Cela avait des airs de tour d’honneur. À deux boucles de l’arrivée, Mark Cavendish s’est laissé (ou fait ?) distancer du groupe de tête dans lequel il se trouvait. Jusqu’à l’arrivée, le Britannique fut alors l’objet de nombreuses marques de sympathie de la part du (rare) public présent, des suiveurs ou de ses collègues, à l’image de son ancien rival André Greipel, tous conscients de vivre peut-être un moment "historique".

À défaut de certitude sur son avenir, le "Cav" a essayé de prendre du plaisir ce mercredi dans un Grand Prix de l’Escaut qui fut le théâtre de son premier succès chez les pros et a marqué une carrière qui s’est peut-être terminée dans la banlieue anversoise.
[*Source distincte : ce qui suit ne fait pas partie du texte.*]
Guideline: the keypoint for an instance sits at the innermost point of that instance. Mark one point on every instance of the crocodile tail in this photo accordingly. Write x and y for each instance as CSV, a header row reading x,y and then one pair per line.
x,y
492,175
Cavendish, triple lauréat de l’épreuve, était avec Alexander Kristoff l’un des deux seuls anciens vainqueurs de la plus ancienne classique flamande.

En 2007, sa première victoire avait révélé celui qui marqua durant les dix années suivantes le sprint mondial. À Schoten, comme il l’avait fait à Gand-Wevelgem, le coureur de Bahrain-McLaren, arrivé en fin de contrat, se lança dans une offensive au long cours. Peu auparavant, il s’était expliqué sur les larmes qu’il n’avait pu retenir dimanche à Wevelgem.

"J’avais entendu avant le départ qu’avec le coronavirus, on ne courrait peut-être plus en Belgique", avouait-il. "Subitement, j’ai pensé que Gand-Wevegem serait ma dernière course car je n’ai pas encore d’équipe pour l’an prochain."

En fait, Mark Cavendish a toujours envie de courir.

"On dit que cela fait quelques années que cela va de plus en plus mal, mais c’est relatif, 80 % des coureurs ne gagnent jamais une course", dit-il. "Heureusement, ce ne fut pas mon cas. En 2016, j’ai décidé d’aller chez Qhubeka, car je voulais aussi rendre quelque chose au cyclisme. Évidemment, je voulais gagner mais cela va au-delà de simplement gagner des courses. Je voulais rendre le cyclisme populaire en Grande-Bretagne et auprès des jeunes. On verra ce qui va arriver mais j’espère encore courir l’an prochain. Je ne veux pas arrêter, j’aime trop le sport, je lui ai donné ma vie. Je veux continuer à courir."